Jadi, jika Muhammadiyah menganggap merokok adalah “perbuatan buruk” (khabaits) dan dengan demikian bertentangan dengan Al-Qur’an, maka fatwa haram merokok Muhammadiyah juga bisa dikategorikan sebagai perbuatan “khabaits” yang bertentangan dengan spirit Al-Qur’an karena bisa berdampak buruk bagi jutaan komunitas perokok dan semua orang yang terkait dengan rokok-merokok seperti petani tembakau, buruh pabrik rokok, atau pedagang rokok.
Kemudian, Muhammadiyah juga menganggap merokok sebagai aktivitas yang bisa “membinasakan” diri atau “membunuh” si perokok secara pelan-pelan. Saya kira ini juga bagian dari propaganda dan mitos yang dibesar-besarkan selama bertahun-tahun oleh “rezim anti-rokok” seperti WHO, industri farmasi, tenaga medis, atau mungkin policy makers dan pemerintah.

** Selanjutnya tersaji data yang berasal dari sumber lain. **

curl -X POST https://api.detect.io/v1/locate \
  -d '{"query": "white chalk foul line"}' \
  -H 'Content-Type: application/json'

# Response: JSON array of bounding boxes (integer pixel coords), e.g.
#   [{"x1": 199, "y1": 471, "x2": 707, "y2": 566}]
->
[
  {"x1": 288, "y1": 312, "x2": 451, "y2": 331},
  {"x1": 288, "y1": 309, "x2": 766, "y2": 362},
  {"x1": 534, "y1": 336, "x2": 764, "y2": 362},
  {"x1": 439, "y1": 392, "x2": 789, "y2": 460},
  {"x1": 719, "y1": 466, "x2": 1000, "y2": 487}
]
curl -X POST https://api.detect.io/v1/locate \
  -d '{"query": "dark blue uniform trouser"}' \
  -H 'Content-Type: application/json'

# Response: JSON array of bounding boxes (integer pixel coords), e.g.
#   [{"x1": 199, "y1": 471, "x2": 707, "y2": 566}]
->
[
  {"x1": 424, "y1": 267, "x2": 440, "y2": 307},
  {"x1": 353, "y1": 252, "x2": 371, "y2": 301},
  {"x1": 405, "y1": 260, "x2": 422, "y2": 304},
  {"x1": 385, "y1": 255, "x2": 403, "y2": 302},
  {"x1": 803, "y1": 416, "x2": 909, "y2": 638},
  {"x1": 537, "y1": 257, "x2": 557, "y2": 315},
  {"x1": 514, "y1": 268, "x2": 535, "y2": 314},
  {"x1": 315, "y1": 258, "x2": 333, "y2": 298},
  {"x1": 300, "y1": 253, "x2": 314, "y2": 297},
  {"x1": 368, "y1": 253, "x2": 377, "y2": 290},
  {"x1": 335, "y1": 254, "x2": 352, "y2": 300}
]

Faktanya tidak ada orang mati karena merokok. Kalau orang mati ditabrak kendaraan, penyakit malaria, atau dibunuh oleh kelompok radikal agama, banyak sekali. Bahkan sebaliknya, banyak orang yang panjang umur hingga tua meskipun kategori perokok berat.
Jika merokok dipandang berbahaya karena bisa membunuh pelan-pelan karena itu diharamkan, kenapa orang-orang yang mengonsumsi gula misalnya tidak diharamkan? Padahal gula jauh lebih berbahaya dan bisa membunuh pelan-pelan karena bisa menimbulkan sejumlah penyakit kronis seperti diabetes. Atau, yang paling ekstrem, kenapa agama tidak diharamkan sekalian, karena terbukti banyak orang mati sia-sia dibunuh oleh kelompok teroris, ektremis, dan radikal agama?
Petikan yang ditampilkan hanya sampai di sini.